75% of Japan's 1992-2007 decline relative to the U.S. is due to demographics

I have heard or read about this in passing but don't recall reading clear numbers to put it in perspective.  Until now.

Paul Krugman:
Using the Total Economy Database — another useful source — I find that from 1992 to 2007 (eve of the crisis), Japanese GDP per capita fell from 88 percent of US GDP per capita to 76 percent. That sounds bad, and it is. But about two-thirds of that decline can be explained by the aging of Japan’s population. According to the OECD factbook, in 1992 working-age adults were 69.7 percent of Japan’s population, compared with 65.5 in the US; by 2007, the Japanese number was down to 64, while the US number was up to 67.
But my math tells me this explains about three-quarters of the relative decline.  Output per working-age person in Japan fell from 82.7 percent of that in the US to 79.6 percent.  So, that's a relative decline of about three percentage points instead of 12.

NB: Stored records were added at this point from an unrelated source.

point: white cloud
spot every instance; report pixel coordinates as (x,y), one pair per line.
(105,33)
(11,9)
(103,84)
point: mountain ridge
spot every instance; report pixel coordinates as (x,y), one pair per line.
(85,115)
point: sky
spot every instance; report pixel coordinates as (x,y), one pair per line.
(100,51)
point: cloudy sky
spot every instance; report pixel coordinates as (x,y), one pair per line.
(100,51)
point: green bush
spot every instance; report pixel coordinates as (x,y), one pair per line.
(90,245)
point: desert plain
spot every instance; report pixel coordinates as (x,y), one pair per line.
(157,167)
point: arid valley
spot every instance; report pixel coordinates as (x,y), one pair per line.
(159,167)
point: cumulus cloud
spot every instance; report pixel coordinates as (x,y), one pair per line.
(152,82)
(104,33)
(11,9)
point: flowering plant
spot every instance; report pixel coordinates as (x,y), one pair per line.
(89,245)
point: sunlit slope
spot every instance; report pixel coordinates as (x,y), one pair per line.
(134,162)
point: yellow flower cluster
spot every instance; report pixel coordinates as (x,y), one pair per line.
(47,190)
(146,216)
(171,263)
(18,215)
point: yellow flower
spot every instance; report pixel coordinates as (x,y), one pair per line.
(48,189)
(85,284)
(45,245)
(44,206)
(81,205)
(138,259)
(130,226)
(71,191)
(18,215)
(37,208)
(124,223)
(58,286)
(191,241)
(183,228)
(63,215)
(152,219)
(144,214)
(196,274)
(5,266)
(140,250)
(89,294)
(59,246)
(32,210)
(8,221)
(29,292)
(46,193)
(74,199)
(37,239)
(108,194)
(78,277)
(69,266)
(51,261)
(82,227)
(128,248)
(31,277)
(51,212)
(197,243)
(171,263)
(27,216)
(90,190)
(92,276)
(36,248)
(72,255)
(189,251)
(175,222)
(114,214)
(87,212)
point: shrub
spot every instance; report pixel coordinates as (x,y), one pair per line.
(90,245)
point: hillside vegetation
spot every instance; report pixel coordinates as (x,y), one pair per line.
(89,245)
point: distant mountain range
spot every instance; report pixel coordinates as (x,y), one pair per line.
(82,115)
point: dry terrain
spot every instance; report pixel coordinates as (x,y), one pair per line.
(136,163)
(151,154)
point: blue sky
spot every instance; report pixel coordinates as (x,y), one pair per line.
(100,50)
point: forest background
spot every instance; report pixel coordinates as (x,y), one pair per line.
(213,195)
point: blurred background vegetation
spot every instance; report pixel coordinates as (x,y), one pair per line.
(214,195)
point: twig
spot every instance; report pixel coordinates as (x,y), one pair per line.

Yes, I'm knit picking. It helps me to remember things like this.

A more careful analysis may lead to different numbers. One could take into account the whole life cycle of worker productivity in relation to the age distributions in the two countries.  One could get fancier still and account for the joint distribution of age and education. Would it be fair to assume education was exogenous to the relative decline?  Maybe not, but it would still be interesting.

Comments

  1. One more reason to question the wisdom of our current immigration policy. As baby boomers age, it seems we should be making it easier for young working-age people to legally migrate here (and, among other things, pay social security taxes).